The benefits system is on the verge of collapse, the work and pensions secretary, Iain Duncan Smith, said today.

Launching a consultation on cutting the welfare budget and increasing incentives to work, he said the complex system meant “dramatic amounts” of money was being wasted in overpayments.

Duncan Smith blamed many of the problems on the tax credit system introduced by Gordon Brown when he was chancellor.

Duncan Smith told the Today programme on BBC Radio 4: “The first thing that happened when I walked through the doors of the Department for Work and Pensions was my officials said to us ‘for goodness’ sake, let’s get on and reform this because we spend so much money holding together this complex system which is really, really on the verge of breaking down. Every day we worry that we simply will have a system breakdown and we will lose people as a result’.”

Duncan Smith revealed claimants might receive different levels of benefit depending on where they live. “We want to talk to people from different areas to see whether or not they think they would prefer to see that.”

Duncan Smith, who claims the present system has risen in costs by £60bn over the past 10 years, is expected to float three possible schemes in his announcement today.
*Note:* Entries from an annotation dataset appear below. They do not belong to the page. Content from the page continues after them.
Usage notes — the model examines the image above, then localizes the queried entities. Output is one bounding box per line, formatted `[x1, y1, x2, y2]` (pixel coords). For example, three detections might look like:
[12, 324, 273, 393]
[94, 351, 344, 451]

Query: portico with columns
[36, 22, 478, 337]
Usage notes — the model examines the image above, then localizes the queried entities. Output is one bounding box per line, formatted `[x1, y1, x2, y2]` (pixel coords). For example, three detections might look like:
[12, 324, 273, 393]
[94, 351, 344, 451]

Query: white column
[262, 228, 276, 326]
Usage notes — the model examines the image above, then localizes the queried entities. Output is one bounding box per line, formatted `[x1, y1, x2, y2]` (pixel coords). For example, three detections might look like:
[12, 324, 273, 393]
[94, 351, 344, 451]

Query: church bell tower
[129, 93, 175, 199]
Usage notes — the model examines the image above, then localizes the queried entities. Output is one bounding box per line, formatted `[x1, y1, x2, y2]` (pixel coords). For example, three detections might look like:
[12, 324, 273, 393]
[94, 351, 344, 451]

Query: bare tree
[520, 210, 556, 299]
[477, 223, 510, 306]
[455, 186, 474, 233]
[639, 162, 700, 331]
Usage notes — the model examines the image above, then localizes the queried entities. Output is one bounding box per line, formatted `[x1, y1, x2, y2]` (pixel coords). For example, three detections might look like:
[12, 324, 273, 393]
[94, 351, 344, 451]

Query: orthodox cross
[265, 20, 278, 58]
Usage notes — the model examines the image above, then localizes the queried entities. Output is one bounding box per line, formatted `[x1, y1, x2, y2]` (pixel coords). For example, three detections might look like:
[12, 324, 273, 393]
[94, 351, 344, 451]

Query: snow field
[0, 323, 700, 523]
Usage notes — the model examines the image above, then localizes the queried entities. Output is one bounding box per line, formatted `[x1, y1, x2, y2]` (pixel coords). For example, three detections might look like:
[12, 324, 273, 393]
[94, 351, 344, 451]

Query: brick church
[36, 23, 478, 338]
Options to be published will include combining elements of the current income-related benefits and tax credit systems, bringing out-of-work and in-work support together in a single system and supplementing monthly household earnings through credit payments reflecting circumstances such as children, housing and disability.

Officials from Duncan Smith’s department have pointed to a report this week from the HM Revenue & Customs (HMRC) highlighting a new PAYE system that would make it easier to adjust tax credits and benefit payments on time as income changes, rather than annually as is the case with work credits, or when a recipient notifies the HMRC of a change in income.

The tax credit system would no longer be based on annual updates of an individual’s income.

Department for Work and Pensions officials say the change would put tax credit payments into line with the standards the public expect from banks, and will allow flexibility so that people can be assured of the right support even if they take on temporary work.